Turns out that real-world crime fighters -- folks such as the Colorado-based Wall Creeper, profiled in the Westword story "X" -- do more than just rid the world of evildoers. They also review movies.
In this case, not just any movie, but Watchmen, the new film adaptation of Alan Moore and Dave Gibbons's celebrated 1980s comic-book series/graphic novel. And who better to take on a superhero movie than superheroes themselves? Check out below for some thoughts on the film and its source, courtesy of a few of these mystery men.
Entomo the Insect Man in Naples Italy:
I'm not a real-life superhero because of the graphic novel, but I pretty much think Moore's outstanding vision is a work of genius doomed to be regarded as a source of inspiration in the many centuries to come. I just hope the "light" side of his vision will help our movement to grow. We need more colleagues. The movie is a great, well-crafted promo to push people to buy the book and learn something about life. I'm fine with that.
Deaths Head Moth in Virginia:
I think like most comics, Watchmen used extremes to tell a narrative. Unlike other comics, it focused on extremes in perspective and personal ethics (or lack thereof). I've seen some parts of the real-life superhero community mirror some of the extremes in the comics, but for the most part I approve the choices the RLSH's have made.
Watchmen certainly isn't a guideline for procedure, though. If you're thinking of putting on a mask and spandex and just jumping the gun, think for a moment: "Where will this go and what shape am I going to get there in?"

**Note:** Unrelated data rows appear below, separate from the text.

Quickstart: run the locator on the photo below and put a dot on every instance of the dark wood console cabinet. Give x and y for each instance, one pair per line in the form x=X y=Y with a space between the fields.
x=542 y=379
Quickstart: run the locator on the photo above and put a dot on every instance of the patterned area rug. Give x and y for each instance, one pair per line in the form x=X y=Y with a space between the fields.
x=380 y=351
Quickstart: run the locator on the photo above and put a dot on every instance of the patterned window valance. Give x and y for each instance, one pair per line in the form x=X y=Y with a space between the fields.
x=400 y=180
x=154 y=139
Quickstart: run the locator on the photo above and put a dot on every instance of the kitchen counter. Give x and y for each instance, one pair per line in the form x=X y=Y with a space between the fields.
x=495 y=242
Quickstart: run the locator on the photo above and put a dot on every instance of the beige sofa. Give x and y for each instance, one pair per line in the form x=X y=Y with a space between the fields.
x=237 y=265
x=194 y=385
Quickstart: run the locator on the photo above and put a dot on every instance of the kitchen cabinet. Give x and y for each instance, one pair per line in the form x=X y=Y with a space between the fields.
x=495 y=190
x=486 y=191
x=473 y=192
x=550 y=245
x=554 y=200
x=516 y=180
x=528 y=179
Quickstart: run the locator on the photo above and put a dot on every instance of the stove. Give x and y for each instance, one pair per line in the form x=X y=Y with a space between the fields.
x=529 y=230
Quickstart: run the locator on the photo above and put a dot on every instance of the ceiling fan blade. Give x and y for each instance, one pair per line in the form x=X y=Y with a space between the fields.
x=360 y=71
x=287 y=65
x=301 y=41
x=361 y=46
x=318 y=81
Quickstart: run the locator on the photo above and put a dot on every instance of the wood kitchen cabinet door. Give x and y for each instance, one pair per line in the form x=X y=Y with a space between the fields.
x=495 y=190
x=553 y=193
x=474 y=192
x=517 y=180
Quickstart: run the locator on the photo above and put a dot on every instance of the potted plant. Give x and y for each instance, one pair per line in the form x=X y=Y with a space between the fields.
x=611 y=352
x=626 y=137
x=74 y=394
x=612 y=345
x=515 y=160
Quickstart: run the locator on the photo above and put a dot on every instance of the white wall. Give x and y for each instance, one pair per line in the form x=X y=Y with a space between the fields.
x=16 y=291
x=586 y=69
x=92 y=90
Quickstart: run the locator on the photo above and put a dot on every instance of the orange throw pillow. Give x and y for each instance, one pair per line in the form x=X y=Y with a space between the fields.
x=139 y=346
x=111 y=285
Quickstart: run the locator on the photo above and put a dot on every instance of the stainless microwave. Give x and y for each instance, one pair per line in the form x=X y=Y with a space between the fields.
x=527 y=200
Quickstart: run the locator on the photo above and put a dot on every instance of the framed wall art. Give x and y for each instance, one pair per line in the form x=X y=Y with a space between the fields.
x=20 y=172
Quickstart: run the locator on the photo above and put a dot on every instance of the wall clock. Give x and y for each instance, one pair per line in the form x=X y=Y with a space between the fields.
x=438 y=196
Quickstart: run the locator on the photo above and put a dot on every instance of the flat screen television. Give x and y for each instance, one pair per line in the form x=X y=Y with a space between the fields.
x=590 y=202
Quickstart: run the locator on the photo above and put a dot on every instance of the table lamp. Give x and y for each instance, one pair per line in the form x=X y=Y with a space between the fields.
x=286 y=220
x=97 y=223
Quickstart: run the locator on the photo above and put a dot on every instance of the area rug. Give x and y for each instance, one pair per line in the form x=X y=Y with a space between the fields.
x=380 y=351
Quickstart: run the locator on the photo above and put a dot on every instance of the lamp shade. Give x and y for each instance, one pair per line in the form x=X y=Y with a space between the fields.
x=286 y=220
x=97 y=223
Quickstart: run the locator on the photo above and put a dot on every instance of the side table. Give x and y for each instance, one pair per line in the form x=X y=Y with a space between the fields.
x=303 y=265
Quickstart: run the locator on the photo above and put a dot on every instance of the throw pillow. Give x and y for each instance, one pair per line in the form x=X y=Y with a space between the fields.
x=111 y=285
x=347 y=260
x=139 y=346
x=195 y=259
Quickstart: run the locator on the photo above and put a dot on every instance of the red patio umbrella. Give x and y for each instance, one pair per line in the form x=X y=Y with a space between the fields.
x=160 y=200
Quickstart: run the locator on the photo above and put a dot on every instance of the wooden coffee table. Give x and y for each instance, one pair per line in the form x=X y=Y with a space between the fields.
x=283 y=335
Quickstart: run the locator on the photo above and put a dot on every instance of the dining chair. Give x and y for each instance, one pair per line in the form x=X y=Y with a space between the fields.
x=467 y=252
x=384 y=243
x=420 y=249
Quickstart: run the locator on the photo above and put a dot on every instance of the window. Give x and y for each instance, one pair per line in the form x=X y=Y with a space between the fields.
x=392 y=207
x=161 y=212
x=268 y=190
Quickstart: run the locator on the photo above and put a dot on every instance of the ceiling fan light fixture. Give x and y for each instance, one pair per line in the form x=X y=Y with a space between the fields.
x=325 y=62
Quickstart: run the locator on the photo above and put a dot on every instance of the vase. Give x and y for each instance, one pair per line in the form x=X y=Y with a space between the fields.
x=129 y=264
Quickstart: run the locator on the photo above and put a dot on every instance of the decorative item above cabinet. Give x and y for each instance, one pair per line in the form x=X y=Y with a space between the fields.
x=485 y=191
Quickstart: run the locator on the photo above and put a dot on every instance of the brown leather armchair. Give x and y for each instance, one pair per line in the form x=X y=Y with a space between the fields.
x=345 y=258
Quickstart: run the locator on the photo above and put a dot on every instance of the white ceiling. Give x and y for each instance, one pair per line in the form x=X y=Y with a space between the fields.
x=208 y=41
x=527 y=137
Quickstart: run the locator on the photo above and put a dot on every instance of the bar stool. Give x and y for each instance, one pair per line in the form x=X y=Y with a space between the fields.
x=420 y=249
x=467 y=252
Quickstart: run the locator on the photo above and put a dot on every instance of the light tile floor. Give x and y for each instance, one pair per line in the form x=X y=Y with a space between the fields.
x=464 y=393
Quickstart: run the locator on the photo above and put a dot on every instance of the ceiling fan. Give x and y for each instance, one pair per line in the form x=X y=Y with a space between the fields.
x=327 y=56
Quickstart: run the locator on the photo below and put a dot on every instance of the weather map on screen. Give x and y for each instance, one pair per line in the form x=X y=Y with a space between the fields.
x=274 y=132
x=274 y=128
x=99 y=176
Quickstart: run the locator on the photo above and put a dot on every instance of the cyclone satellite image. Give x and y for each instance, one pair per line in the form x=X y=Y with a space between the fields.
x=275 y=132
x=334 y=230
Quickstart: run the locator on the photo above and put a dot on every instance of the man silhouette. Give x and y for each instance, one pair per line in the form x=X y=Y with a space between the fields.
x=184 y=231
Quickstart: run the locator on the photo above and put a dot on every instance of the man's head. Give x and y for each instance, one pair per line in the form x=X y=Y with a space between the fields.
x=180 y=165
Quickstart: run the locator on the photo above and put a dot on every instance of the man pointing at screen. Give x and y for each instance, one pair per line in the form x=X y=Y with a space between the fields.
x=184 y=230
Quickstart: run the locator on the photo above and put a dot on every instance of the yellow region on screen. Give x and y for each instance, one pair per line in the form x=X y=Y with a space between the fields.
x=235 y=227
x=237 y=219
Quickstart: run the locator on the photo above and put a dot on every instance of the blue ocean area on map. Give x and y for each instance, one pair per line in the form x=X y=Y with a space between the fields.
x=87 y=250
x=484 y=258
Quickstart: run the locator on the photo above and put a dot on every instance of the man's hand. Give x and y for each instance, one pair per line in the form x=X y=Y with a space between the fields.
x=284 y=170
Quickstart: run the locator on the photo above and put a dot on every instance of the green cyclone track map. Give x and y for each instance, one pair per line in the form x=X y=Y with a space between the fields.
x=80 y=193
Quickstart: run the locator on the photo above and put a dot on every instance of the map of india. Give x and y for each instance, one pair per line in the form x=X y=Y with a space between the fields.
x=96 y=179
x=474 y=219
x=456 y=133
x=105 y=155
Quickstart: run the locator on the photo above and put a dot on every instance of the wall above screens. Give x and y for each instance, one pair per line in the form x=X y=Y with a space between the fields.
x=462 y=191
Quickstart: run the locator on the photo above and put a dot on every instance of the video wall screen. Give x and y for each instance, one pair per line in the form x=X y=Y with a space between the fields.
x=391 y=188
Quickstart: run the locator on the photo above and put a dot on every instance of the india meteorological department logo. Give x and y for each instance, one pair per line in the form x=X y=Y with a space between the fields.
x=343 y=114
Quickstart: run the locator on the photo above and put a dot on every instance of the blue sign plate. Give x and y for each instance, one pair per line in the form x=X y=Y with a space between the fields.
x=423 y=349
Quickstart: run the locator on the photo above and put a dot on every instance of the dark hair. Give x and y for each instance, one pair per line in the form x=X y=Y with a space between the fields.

Geist in Rochester, Minnesota:
The Watchmen movie illustrates how flawed a real-life superhero could be. A few of these characters have been severely corrupted or deeply damaged by past experiences, a passing of their glory days and the power of the personae they've enacted.
I think this only glancingly resembles real-life superheroes in some ways, in that we aren't perfect human beings either. We have insecurities, personal problems and career anxieties as much as anyone else. But most of us are more altruistic than the heroes of Watchmen, more along the lines of the character Nite Owl.
The thing that we RLSHs remember is that when we put on our costumes, all that matters is the problems of other people. For however long that is, our problems disappear and it's our turn to do something truly good for others. That's one of the many reasons why I think that any day in costume is a good day.